Whenever I read in a file using read.csv() with option header=T, the headers change in weird (but predictable) ways. A header name which ought to read "P(A<B)" becomes "P.A.B.", for instance:
> # when header=F:
> myfile1 <- read.csv(fullpath,sep="\t",header=F,nrow=3)
> myfile1
V1 V2 V3
1 ID Name P(A>B)
2 AB001 Alice 0.997
3 AB002 Bob 0.497
>
> # When header=T:
> myfile2 <- read.csv(fullpath,sep="\t",header=T,nrow=3)
> myfile2
ID Name P.A.B.
1 AB001 Alice 0.997
2 AB002 Bob 0.497
3 AB003 Charles 0.732
I tried to fix it like this, but it didn’t work:
> names(myfile2) <- myfile1[1,]
> myfile2
3 3 3
1 AB001 Alice 0.997
2 AB002 Bob 0.497
3 AB003 Charles 0.732
So then I tried to use sub() to write a function that would take any vector "arbitrary.lengths.here." and return a vector "arbitrary(lengths>here)", but I didn’t really get anywhere, and I started to suspect that I was making this problem more complicated than it had to be.
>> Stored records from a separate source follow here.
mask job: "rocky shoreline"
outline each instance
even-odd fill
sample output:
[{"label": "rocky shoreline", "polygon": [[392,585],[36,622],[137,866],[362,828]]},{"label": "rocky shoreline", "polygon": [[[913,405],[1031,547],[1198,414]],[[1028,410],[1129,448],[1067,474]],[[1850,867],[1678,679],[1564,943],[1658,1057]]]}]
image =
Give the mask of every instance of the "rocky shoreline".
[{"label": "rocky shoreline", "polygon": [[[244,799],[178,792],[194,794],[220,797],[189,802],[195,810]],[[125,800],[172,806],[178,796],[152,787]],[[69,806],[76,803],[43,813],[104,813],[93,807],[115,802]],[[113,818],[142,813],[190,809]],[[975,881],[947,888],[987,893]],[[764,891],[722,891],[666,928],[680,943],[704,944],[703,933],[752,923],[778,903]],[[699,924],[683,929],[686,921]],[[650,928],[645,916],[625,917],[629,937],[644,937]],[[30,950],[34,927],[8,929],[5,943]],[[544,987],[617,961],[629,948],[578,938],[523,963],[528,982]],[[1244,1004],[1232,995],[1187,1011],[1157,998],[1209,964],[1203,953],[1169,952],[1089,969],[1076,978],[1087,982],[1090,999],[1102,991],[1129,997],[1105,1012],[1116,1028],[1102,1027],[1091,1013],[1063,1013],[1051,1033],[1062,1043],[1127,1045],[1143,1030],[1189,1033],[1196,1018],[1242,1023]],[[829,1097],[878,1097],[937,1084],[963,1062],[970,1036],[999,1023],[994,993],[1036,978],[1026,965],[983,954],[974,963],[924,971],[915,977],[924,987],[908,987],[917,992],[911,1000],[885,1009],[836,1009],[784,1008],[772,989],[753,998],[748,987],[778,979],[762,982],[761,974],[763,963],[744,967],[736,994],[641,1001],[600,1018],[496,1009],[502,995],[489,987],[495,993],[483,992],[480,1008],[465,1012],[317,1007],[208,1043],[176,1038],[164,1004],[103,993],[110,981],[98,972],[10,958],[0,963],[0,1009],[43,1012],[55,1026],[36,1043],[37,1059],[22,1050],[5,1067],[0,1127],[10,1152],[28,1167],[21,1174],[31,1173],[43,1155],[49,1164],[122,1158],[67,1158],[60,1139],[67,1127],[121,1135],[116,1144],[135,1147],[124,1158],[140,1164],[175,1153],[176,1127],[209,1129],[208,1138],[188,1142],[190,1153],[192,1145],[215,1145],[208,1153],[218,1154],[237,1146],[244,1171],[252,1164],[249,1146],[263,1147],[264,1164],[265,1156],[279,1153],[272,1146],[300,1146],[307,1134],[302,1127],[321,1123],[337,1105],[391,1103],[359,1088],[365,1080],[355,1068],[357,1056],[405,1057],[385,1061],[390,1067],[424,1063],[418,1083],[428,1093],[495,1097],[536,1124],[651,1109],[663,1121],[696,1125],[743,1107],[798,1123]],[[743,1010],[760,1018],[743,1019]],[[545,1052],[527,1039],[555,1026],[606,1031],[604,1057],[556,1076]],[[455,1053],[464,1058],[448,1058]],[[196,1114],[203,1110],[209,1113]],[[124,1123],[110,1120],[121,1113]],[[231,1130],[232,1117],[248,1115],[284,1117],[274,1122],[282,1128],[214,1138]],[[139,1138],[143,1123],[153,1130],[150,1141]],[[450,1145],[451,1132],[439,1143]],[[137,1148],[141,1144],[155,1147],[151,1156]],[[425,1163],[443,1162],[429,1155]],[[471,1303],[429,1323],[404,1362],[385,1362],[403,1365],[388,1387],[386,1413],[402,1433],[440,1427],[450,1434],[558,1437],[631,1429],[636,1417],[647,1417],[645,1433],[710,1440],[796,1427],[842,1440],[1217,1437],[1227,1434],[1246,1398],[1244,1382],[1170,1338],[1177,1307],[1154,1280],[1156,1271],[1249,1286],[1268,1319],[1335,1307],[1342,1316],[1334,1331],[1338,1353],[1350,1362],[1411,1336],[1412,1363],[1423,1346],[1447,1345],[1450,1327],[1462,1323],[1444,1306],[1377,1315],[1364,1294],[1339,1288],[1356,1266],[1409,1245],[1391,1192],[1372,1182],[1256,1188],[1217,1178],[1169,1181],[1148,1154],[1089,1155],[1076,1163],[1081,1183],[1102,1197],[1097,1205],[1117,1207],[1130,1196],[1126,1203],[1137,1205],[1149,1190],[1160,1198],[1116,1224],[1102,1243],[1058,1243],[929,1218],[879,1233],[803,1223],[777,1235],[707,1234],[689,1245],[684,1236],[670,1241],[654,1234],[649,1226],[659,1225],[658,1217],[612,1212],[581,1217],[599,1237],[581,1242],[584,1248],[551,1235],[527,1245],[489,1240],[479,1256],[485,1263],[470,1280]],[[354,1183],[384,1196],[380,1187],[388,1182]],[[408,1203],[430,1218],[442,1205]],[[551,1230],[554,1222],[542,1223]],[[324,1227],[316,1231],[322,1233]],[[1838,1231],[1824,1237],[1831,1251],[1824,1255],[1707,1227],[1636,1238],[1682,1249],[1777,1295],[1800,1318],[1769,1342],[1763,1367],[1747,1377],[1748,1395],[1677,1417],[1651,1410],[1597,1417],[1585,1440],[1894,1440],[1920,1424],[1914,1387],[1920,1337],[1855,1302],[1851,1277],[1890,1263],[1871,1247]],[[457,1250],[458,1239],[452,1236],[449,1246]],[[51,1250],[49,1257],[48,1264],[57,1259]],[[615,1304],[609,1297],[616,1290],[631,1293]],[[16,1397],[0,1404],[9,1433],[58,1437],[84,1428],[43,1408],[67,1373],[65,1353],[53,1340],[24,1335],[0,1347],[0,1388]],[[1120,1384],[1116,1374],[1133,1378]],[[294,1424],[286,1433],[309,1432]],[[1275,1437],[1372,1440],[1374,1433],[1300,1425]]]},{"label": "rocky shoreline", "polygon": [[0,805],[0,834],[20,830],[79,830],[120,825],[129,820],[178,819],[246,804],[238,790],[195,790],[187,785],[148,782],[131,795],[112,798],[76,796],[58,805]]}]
How would you deal with this problem of headers? Was I on the right track with sub()?
Set
check.names=FALSEinread.csv()From the help for
?read.csv:check.names
logical. If TRUE then the names of the variables in the data frame are checked to ensure that they are syntactically valid variable names. If necessary they are adjusted (by make.names) so that they are, and also to ensure that there are no duplicates.